Из автобиографии А. Соболя: ‘… я стрелялся неудачно, прохворав два месяца я удрал в Нижний, из ночлежки прямым рейсом в суфлеры летнего опереточного театра в городишке ‘черты оседлости’…[3]
Чем ночлежные дома в одних городах отличаются от своих собратьев в городах соседних? Размером нар? Силой вошебоек и разномастностью занавесок? Скорей всего, скаредностью хозяев. Тем, где хозяин скаредный в меру, полегче. Где же очень — там посуровей. Но все без исключения ночлежные дома обладают одним преимуществом — крышей. Даже за самую мелкую монету находится какая-нибудь щель, где можно на час-другой расслабиться и заснуть.
Сколько ночлежек исходил Юлий, пока искал работу?
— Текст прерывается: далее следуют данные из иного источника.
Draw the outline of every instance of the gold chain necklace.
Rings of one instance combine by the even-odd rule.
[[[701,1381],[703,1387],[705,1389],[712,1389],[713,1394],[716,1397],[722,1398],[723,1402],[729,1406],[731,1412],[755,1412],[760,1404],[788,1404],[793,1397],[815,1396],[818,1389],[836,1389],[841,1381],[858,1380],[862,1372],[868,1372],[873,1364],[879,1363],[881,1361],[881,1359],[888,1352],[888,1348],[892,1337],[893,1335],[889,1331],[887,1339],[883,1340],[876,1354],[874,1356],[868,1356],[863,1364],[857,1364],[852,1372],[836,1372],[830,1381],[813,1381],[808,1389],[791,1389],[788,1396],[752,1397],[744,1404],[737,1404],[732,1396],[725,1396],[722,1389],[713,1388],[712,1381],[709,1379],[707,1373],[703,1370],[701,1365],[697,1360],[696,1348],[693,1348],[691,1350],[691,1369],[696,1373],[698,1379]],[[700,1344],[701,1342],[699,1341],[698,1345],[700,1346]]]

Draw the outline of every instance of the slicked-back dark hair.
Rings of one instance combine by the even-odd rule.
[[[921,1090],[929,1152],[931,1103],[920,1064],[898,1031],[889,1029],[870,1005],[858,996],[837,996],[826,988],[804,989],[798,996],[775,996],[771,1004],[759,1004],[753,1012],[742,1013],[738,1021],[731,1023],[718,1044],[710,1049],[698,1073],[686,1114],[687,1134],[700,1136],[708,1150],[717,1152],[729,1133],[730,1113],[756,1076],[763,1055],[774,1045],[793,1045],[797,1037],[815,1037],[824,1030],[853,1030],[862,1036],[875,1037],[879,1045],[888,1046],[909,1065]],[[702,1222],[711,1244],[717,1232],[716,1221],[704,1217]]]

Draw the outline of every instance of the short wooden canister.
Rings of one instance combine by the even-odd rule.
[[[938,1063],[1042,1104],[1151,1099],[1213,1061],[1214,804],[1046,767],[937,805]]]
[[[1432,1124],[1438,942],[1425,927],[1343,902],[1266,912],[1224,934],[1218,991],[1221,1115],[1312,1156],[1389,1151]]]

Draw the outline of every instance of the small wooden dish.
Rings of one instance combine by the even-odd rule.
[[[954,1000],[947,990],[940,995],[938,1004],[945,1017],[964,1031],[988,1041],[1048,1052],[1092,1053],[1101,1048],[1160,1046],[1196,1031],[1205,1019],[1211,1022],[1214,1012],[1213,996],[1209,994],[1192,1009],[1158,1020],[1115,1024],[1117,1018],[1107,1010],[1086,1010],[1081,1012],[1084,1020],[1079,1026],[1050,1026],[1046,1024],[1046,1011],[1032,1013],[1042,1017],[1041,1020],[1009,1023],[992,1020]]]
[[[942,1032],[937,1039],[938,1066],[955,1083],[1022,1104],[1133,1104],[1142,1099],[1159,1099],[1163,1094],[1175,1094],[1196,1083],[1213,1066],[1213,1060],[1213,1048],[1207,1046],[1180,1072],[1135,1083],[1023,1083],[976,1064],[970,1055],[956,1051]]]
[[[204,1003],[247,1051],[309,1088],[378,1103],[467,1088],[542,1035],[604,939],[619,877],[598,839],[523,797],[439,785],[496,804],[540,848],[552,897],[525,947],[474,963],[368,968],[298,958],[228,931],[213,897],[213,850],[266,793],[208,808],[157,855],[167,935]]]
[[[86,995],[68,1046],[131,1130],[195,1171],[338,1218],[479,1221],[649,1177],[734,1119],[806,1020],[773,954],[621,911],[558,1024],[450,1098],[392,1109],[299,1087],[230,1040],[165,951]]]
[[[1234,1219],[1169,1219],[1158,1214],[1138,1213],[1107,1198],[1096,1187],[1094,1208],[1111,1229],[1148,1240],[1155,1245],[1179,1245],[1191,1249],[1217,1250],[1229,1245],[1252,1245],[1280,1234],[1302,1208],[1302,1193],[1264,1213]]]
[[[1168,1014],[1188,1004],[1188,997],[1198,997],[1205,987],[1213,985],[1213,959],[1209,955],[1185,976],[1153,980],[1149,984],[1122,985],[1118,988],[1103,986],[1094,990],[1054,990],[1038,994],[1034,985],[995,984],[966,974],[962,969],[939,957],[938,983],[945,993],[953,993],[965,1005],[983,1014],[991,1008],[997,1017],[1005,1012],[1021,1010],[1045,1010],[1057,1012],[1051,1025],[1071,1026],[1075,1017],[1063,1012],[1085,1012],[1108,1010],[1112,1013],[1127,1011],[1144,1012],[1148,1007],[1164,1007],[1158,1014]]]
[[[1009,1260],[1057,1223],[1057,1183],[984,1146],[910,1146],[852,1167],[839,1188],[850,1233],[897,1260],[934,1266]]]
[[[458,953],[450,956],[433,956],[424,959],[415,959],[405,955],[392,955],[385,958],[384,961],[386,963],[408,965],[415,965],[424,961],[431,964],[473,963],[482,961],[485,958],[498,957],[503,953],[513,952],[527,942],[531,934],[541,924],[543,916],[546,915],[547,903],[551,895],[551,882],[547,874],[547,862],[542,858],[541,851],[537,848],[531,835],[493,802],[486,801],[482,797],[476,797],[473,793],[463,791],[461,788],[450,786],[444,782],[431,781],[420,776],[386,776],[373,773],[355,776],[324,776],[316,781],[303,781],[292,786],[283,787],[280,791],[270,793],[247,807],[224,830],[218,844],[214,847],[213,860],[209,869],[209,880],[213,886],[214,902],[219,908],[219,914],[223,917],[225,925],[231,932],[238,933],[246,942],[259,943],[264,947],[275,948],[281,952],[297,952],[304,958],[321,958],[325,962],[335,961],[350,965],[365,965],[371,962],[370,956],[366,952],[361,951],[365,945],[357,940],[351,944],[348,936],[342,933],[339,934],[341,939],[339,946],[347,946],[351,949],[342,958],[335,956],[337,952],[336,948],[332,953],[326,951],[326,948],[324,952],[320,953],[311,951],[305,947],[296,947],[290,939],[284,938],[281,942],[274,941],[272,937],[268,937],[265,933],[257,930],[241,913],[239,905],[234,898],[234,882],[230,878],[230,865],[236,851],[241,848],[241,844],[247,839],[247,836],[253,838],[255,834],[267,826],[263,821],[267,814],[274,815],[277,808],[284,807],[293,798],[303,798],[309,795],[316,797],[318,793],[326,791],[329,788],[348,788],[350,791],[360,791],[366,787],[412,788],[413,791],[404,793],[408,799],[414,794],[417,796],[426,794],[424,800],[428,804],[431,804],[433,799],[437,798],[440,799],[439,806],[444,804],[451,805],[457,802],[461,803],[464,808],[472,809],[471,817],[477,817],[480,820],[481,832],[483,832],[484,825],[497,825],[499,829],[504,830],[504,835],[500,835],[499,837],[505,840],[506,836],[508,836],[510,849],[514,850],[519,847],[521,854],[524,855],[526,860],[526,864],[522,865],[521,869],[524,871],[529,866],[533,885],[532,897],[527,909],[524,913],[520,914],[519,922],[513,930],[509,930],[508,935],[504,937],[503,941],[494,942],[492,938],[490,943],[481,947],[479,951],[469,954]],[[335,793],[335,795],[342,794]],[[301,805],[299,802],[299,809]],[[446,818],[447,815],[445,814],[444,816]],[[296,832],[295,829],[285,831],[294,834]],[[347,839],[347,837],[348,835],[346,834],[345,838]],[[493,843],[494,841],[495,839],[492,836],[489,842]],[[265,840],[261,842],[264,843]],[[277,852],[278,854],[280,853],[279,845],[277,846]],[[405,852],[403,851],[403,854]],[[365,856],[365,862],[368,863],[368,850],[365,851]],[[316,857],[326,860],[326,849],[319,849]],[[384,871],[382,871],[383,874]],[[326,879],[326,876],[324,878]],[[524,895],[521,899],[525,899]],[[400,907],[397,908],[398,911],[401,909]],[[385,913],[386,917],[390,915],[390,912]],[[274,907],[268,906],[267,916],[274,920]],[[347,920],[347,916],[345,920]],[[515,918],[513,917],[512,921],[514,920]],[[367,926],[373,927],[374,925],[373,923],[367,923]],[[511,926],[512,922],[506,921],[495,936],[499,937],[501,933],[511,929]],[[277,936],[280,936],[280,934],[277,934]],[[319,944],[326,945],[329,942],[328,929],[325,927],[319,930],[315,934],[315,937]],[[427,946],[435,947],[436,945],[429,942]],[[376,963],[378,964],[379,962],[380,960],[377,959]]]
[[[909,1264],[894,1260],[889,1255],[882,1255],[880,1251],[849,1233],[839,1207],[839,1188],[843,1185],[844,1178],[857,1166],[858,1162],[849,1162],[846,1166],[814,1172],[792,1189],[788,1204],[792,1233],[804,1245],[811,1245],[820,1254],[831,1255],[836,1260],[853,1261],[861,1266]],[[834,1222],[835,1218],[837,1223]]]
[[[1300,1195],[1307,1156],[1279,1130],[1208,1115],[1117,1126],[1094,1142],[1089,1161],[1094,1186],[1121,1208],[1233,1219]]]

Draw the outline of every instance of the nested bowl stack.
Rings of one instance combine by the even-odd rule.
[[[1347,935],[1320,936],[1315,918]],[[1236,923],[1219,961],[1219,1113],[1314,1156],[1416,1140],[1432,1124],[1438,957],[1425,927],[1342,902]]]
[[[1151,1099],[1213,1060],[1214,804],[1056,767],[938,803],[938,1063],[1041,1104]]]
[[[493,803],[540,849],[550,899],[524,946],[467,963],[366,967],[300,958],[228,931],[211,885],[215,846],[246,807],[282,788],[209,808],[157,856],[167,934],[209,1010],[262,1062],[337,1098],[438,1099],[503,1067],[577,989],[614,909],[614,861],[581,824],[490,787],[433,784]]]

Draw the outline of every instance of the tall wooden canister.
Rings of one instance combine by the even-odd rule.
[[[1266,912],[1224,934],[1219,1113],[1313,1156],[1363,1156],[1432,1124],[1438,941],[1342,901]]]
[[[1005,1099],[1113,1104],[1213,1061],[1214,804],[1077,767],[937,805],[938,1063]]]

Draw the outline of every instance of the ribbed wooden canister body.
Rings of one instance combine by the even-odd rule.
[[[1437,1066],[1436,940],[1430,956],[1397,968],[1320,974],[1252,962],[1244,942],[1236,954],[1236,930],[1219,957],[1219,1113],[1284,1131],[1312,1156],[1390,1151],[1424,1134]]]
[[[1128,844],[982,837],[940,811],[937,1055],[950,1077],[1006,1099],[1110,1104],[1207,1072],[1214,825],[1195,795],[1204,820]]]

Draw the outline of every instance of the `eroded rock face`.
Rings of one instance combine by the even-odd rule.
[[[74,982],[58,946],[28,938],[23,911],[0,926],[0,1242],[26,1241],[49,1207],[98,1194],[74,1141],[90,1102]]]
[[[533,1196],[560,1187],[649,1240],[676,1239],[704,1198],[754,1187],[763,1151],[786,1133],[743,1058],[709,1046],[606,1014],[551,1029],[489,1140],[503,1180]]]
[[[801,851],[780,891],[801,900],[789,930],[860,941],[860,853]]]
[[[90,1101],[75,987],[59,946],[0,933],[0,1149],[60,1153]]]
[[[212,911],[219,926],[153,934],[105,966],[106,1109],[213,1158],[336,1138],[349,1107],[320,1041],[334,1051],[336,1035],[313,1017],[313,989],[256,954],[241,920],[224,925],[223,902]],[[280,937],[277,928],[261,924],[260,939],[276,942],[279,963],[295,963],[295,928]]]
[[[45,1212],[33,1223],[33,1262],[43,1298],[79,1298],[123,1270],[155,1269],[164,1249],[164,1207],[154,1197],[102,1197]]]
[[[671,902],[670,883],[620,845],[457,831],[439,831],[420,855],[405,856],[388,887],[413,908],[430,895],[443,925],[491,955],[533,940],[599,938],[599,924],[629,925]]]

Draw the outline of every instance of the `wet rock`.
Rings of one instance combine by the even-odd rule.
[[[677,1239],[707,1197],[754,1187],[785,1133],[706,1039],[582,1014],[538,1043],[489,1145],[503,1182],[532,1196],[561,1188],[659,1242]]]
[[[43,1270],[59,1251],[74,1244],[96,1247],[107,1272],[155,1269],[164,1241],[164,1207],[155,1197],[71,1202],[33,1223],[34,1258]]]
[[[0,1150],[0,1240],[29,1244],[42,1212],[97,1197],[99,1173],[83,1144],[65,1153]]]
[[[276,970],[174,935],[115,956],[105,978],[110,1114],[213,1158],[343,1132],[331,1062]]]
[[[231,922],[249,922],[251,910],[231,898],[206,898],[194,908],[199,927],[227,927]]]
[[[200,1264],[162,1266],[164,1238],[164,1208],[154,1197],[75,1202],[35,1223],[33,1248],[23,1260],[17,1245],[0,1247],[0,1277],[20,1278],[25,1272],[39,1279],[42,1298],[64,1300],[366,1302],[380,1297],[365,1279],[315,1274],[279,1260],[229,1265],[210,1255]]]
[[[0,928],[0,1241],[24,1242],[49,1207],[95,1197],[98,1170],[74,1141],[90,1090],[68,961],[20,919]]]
Наверное, и считать бессмысленно, постоянной работы не было нигде. Поденщины же не хватало даже на харчи, не то, чтоб на билеты до Вильно, куда перебрались мать с братом, и куда очень хотелось скорее добраться. Но как? Билет был недоступной мечтой, оставалось использовать свой же невеселый опыт: спрыгивать в пути, менять тамбура, вагоны… И так до Вильно.
Материнский дом встретил голыми стенами. Семья жила почти впроголодь. Мина Сергеевна бралась за любую поденную работу, но на двоих не хватало. Вова учился в такой же еврейской школе для бедных, какую в свое время окончил Юля. Здоровее брат за это время не стал. Так же уставал, так же надсадно кашлял по ночам.
Юлий с первого дня пошел работать. Снова суфлером, снова над головой трясли тряпками ‘маркизы’, издевалась над публикой очередная колоратура… Юлий следил, чтобы номер шел за номером, изредка подсказывая слова. Только здесь — в собачей будке под сценой — он понял, как изменили его эти два года. Куда делось прежнее волнение, восторг сопереживания, способность принимать все происходящее как сцене как личное? Когда-то в Шавлях, пальцы одного из ‘пианистов’ застряли в картонных клавишах, и Юлий, под хохот зала, выскочил на сцену — помогать. Сейчас он сидел, в полглаза следя за текстом. Кроме суфлирования, взял на себя переписку ролей, найдя в этом некоторое моральное отдохновение. Особенно, когда ставили С.А. Найденова.
— Приятно писать, — говорил он Володе, переписывая идеалистические монологи из ‘Богатого человека’, — приятно писать такие хорошие слова.
Но все труды уходили впустую. При той нищете, в которой жила семья, заработок исчезал мгновенно. От безысходности Юлий взялся еще за одну работу — подписывать адреса на конвертах для еврейской газеты ‘Фрайнд’, по 15 копеек за 100 конвертов. Работал по ночам, другого времени не было. Володя смотрел с удивлением: ‘сколько брат выдержит’? И правда, перенапряжение скоро сказалось: начались головные боли. Они возникали внезапно, но такой силы, что он почти терял сознание, катался по полу, и только повторял: ‘Хочу уйти, не могу больше… скорее… скорее…’ Его не лечили, денег на это не было. Приступы сами, буквально в один день, исчезли, так же внезапно, как появились. Что это было? Может быть вызванное переутомлением подсознательное воспоминание о материнских истериках, а может проявила себя болезнь, несомненно владевшая Соболем, та, что привела его к трагическому концу.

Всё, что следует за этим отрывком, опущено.